AnonymousRN's picture
AnonymousRN on March 14, 2011 - 21:17 Permalink

But should ‘customer service’ be a focus in the EMERGENCY room? It depends on how you are defining customer service. Make it more user friendly, yes. Improve communication, clarify and streamline the registration process so that patients get efficient and appropriate care. Absolutely. But priorities should be emergency medical care.

Clark's picture
Clark on March 15, 2011 - 10:04 Permalink

You are far too polite — a 7 hour wait with little to no idea as to when you will be seen or what condition you may have is under normal circumstances inexcusable. The system is broken.

Everything you have described indicates to me that they should just hang a sign thats says, Go Away.

Lori's picture
Lori on March 15, 2011 - 13:09 Permalink

Couldn’t agree more. I especially like the above comment that “It’s like a poorly run business with a great staff”.
Dare I suggest this entry (or a form thereof) be run as an Op Ed piece in The Guardian?

Peter Rukavina's picture
Peter Rukavina on March 15, 2011 - 13:39 Permalink

You may be right. But&#160”fixing a broken system” is a much more difficult design and engineering challenge than “improving customer service in a broken system so that it’s less injurious to its customers.”

kara's picture
kara on March 15, 2011 - 15:23 Permalink

Why didn’t your family Dr. give you a requistion to obatin a chest X-ray at the radiology department. You could have bypassed the emergency room.
That is what my family dr. did when I was suffering from the same chronic cough

Peter Rukavina's picture
Peter Rukavina on March 15, 2011 - 17:42 Permalink

That’s a good question. I imagine that it’s because to give me a referral for an x-ray would have required that I come into the office, and that’s precisely (I except, due to capacity concerns), what my family doctor was trying to avoid.

Peter Rukavina's picture
Peter Rukavina on March 15, 2011 - 17:44 Permalink

For “emergency” medicine, obviously.

But the “emergency room” plays double duty: it’s also “outpatients” – that’s where I was directed by my family doctor’s nurse – which I take to mean “the place you go when you can’t wait a week to see your doctor, but for things that aren’t actually an emergency.”

kara's picture
kara on March 15, 2011 - 19:25 Permalink

Yes but if he knew you were sick with a chronic cough it would have only been a few mins of his time to fill out a form and …..you will know for next time! or get a new family Dr.

Peter Rukavina's picture
Peter Rukavina on March 15, 2011 - 19:35 Permalink

9:00 a.m. conversation:

Peter: Hi there. I’ve had a persistent cough for the last month and woke up this morning and it seemed to have moved into my chest and I’m wondering if I could see someone about it today.

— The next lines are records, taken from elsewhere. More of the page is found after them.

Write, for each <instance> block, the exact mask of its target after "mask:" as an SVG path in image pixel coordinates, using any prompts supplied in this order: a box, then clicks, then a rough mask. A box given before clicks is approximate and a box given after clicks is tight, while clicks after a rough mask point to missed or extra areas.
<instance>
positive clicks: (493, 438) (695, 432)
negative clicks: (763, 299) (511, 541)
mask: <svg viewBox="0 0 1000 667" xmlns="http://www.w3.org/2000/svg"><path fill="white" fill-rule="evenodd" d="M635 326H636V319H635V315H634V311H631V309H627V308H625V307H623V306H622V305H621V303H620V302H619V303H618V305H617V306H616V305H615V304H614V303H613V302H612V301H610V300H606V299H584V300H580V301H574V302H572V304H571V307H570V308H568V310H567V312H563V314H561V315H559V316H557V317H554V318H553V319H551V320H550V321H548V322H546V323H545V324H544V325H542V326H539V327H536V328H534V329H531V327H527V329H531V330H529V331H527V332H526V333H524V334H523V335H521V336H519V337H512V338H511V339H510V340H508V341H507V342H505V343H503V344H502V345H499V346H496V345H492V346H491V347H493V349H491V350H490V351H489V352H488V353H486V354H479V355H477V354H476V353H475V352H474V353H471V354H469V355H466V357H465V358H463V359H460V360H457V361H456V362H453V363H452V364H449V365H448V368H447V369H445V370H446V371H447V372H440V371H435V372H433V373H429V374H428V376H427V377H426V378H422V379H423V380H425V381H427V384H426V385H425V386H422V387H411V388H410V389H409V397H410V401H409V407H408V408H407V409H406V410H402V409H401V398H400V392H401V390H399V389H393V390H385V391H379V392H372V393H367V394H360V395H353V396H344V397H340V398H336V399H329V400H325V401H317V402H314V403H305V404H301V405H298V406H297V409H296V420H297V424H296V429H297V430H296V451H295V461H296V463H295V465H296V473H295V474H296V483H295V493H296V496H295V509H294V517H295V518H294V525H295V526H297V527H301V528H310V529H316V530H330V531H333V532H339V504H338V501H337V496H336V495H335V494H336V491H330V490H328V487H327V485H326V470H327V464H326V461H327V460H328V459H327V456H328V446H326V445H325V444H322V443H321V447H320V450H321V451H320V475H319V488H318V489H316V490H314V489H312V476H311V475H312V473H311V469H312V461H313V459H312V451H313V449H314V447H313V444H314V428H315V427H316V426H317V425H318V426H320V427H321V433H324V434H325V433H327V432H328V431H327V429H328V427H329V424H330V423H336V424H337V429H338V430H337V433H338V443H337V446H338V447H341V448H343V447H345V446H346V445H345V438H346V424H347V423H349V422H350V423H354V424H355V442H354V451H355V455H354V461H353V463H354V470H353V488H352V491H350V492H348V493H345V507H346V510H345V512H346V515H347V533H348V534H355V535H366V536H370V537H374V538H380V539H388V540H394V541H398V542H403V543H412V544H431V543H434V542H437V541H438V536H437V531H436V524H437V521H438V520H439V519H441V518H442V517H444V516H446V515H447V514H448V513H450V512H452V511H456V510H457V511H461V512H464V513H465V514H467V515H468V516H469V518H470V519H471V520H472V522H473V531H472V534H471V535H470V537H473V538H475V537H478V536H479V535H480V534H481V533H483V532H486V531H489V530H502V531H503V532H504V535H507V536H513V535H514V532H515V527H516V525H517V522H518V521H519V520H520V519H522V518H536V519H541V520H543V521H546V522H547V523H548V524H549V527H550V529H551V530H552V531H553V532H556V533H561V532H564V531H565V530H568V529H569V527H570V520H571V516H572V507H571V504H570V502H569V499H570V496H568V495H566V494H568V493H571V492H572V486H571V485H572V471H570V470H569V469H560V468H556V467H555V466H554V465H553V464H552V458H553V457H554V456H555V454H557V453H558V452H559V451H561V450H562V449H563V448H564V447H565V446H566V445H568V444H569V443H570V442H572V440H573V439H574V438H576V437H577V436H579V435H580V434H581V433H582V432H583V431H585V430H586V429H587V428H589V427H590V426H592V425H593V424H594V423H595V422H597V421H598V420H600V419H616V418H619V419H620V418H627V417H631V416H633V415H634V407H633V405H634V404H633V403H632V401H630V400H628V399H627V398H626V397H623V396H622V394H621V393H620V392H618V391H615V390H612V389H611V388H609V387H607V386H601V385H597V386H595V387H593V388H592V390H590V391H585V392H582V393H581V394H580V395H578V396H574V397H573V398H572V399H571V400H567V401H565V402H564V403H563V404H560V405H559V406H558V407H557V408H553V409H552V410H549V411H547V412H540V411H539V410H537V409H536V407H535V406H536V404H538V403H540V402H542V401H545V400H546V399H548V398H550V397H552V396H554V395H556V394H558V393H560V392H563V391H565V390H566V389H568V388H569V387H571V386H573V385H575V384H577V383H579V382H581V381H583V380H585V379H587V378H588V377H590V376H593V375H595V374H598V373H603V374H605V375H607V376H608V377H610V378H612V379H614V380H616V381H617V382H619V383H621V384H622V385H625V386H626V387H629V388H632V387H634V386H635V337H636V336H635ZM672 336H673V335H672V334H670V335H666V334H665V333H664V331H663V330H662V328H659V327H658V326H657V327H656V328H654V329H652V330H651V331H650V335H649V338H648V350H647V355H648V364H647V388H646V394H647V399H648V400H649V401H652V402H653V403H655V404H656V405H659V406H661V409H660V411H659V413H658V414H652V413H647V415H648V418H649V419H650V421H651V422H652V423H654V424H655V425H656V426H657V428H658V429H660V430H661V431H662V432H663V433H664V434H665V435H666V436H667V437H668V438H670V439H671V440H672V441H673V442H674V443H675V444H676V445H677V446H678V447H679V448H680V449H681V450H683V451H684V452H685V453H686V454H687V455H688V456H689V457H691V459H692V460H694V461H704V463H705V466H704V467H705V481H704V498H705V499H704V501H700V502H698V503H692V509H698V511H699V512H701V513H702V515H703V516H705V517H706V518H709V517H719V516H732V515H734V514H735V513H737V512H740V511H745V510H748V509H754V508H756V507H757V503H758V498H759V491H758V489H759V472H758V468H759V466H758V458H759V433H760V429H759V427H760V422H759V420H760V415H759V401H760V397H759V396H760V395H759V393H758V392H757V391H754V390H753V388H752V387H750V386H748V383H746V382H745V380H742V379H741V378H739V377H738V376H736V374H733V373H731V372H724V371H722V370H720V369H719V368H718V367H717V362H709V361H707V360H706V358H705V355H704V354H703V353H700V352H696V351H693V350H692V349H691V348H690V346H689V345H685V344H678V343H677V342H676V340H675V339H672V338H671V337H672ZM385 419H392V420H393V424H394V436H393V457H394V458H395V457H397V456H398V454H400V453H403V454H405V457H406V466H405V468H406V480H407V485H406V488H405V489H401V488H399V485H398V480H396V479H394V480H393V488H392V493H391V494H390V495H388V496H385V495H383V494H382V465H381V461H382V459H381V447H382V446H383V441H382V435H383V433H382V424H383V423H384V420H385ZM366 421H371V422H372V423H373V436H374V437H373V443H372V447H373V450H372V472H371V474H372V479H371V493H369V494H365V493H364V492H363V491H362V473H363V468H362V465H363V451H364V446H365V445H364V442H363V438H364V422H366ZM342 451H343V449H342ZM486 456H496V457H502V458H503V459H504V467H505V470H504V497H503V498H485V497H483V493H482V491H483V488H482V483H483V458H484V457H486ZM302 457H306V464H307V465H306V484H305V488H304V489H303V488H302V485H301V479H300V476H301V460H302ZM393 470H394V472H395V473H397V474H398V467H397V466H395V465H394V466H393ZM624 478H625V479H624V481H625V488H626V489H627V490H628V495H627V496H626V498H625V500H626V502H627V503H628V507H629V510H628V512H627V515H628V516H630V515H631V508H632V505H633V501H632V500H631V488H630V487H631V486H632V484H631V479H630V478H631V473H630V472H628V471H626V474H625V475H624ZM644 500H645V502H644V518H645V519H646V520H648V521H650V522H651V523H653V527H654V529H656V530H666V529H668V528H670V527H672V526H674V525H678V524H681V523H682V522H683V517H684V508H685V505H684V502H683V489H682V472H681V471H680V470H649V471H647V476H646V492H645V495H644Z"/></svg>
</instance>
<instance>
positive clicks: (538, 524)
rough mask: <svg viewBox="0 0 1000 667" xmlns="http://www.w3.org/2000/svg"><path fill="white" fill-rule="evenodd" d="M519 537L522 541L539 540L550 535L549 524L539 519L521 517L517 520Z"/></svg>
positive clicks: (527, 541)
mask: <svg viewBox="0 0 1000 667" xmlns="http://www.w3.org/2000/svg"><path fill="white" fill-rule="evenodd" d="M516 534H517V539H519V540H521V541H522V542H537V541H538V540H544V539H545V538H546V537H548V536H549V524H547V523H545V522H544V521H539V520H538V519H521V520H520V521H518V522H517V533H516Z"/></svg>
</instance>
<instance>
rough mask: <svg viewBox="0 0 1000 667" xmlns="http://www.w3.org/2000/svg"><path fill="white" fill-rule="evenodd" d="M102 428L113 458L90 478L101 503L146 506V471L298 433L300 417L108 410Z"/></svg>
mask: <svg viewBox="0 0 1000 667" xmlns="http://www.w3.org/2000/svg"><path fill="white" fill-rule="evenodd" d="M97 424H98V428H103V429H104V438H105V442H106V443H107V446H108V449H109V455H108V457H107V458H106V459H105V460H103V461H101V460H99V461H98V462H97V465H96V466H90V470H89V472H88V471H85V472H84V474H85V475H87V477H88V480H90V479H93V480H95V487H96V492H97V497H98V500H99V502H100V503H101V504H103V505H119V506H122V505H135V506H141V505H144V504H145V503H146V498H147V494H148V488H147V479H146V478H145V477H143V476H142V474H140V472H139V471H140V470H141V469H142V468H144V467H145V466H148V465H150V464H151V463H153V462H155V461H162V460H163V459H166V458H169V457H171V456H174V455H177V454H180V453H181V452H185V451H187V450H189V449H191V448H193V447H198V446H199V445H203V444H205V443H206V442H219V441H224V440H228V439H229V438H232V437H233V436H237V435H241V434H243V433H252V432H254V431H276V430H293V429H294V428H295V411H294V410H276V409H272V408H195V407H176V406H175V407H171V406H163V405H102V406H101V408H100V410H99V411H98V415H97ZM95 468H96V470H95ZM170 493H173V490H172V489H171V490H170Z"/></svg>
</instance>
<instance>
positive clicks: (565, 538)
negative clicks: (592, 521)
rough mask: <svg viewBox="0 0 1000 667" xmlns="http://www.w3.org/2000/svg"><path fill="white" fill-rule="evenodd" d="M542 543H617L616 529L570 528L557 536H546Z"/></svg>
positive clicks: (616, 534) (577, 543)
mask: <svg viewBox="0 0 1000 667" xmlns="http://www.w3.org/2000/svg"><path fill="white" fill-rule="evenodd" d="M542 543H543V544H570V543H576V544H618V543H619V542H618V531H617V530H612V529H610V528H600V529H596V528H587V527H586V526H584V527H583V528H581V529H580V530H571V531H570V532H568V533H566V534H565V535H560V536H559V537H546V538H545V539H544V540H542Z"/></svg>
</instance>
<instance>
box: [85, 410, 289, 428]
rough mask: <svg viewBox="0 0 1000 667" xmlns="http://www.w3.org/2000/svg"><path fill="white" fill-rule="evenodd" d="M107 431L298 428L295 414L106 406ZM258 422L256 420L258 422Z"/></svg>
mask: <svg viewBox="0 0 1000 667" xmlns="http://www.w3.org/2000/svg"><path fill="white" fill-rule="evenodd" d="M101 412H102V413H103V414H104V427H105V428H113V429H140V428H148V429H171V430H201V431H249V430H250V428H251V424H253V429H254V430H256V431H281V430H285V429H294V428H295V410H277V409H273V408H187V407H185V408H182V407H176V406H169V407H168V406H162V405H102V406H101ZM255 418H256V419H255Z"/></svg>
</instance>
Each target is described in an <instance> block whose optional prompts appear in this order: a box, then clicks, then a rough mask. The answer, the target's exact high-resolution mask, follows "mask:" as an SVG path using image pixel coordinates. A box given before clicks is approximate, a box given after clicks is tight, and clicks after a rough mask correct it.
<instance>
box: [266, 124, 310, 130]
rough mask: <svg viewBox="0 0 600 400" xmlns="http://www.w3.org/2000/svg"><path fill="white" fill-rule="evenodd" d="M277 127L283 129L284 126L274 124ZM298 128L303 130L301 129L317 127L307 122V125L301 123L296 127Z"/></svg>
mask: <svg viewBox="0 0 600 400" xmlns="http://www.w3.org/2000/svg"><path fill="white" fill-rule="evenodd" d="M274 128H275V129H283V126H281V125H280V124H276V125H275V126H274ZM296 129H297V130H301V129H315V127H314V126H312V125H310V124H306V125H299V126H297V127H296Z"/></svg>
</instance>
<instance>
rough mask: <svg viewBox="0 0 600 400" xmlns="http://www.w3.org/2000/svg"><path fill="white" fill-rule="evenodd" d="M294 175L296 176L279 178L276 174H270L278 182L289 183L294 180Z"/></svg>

Receptionist: Let me take your number and I’ll pull your chart and call you back.

Noon conversation:

Receptionist: I pulled your chart and the doctor looked at it and given your symptoms he suggests you go to outpatients.

That’s the sum total of my family doctor’s involvement in the case. I’m not sure what I should had said or done to make things work differently.

p slade's picture
p slade on September 1, 2012 - 06:18 Permalink

The reality to this post is that a cough for a month is NOT an emergency. If your physician sends your to an ER for a cough that is a month old;maybe you should change physicians to one who takes your condition more seriously. As a healthcare seeker, you must be proactive with your health needs and shop around sometimes. We have to remember that health care entities are businesses first and foremost and patients are consumers. You always have a choice in how your services are delivered to you. Patients wait for up to 24 hours in the Canadian health system for ER care at times unfortunately.

There is a total abuse of the ER system-people use the service as the primary care and take “spots” from those with more emergent issues.